Rabu, 16 Maret 2016

Tumpul Ingatan (1)

Standard
Ponakanku
(jangan ikuti jejak om mu ini)

Sebulan belakangan ini, saya kebanyakan berpindah-pindah tempat nginap, dari satu rumah ke rumah dan kontrakan ke kontrakan teman yang lain. Walau saya sebenarnya memiliki kost sendiri. Alasannya, selain karena beberapa garapan kreatif yang mengharuskan saya seperti ini, saya juga sedang ingin menyerap banyak energi positif dari teman-teman baik saya. Karena dalam waktu beberapa bulan kedepan, saya beserta sahabat akan mengemukakan sebuah karya, dimana ada banyak konsekuensi yang harus kami terima ketika saat itu terjadi.
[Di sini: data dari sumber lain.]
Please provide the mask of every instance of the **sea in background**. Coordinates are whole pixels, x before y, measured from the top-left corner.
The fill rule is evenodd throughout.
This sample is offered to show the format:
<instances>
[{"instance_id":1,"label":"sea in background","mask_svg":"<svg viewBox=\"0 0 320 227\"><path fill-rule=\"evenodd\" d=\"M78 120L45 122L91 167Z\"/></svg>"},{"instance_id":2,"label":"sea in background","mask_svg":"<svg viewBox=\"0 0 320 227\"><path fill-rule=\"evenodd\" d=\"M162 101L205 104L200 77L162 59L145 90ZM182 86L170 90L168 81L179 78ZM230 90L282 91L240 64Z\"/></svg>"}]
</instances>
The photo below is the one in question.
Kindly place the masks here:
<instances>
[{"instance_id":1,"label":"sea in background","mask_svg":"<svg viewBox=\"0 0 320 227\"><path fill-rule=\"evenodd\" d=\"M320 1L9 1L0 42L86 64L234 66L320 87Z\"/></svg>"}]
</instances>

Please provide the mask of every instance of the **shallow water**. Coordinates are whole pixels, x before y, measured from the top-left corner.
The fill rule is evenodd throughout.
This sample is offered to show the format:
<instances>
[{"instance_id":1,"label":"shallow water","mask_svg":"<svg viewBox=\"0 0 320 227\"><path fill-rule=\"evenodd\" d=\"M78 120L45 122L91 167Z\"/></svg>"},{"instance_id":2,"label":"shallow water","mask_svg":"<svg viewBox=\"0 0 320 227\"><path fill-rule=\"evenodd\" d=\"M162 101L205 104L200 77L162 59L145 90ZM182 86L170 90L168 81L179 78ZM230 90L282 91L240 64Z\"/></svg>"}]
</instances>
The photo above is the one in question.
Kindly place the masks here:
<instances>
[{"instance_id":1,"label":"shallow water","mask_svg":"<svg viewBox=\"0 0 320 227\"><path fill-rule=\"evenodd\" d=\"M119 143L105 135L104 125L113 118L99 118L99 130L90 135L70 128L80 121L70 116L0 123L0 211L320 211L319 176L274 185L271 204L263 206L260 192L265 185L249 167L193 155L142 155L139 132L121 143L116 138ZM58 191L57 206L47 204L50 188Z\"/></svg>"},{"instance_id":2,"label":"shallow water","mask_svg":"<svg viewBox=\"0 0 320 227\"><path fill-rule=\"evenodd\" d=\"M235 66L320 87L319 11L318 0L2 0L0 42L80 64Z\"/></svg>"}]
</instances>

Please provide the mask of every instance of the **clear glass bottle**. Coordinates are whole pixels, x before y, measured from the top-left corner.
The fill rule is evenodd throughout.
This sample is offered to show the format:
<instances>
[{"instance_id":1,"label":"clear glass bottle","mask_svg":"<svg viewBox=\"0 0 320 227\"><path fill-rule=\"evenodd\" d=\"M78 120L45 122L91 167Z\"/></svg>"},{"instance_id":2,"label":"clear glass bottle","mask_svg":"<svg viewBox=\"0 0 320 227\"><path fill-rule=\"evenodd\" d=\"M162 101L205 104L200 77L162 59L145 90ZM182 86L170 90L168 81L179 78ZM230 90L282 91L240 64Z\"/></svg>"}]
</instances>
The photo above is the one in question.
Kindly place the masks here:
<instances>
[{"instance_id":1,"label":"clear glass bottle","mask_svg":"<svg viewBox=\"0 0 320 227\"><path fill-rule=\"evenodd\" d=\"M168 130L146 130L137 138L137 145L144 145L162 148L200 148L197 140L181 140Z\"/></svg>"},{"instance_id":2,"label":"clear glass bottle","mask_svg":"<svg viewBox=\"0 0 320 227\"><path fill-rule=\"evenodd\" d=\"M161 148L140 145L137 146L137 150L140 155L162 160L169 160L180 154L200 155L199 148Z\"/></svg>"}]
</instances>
Seperti tak mendapat penghargaan publik, dibilangin gak mutu dan lain sebagainya. Dan hal tersebut kami prediksi akan membutuhkan mental yang cukup kuat dan energi yang lumayan banyak.

Karena hidup nomaden, saya selalu membawa tas kecil yang isinya tidak lain adalah alat mandi, buku, catatan harian, pulpen dan beberapa lembaran penting lainnya. Dalam kondisi seperti ini, kadang saya merasa ramai, kadang pula saya merasa seperti orang yang terasing. Tapi memang kondisi dinamis seperti ini yang saya inginkan untuk menghardik datangnya energi negatif.

Saya jadi banyak ruang untuk berkontemplasi ditengah tidur lelap teman saya. Barusan, setelah makan malam, saya jadi mengenang masa kecil. Saya jadi merasa seperti ada banyak hal yang telah hilang dari saya. Saat masa kecil, rasanya saya cukup lihai dalam menghapal dan lentur dalam olah badan. Semisal ketika sebelum masuk TK, saya tergolong anak kecil yang disukai oleh keluarga. Karena hampir semua pejabat publik seperti nama-nama menteri saya hapal. Ini tidak lain karena didikan bapak saya yang saat itu masih menjadi politisi. Namun saat masuk TK dan SD, menghapal nama-nama menteri dan mengikuti perkembangan politik menjadi hal yang tidak menarik lagi bagiku. Hingga hapalan tersebut sirnah. Dan saat itu saya seketika berubah menjadi anak kecil yang nakal dan malas belajar. Sepakbola dan berkelahi adalah hal yang menarik perhatianku. Saya mengira hal tersebut terjadi karena waktu itu intensitas saya dengan bapak menjadi kurang.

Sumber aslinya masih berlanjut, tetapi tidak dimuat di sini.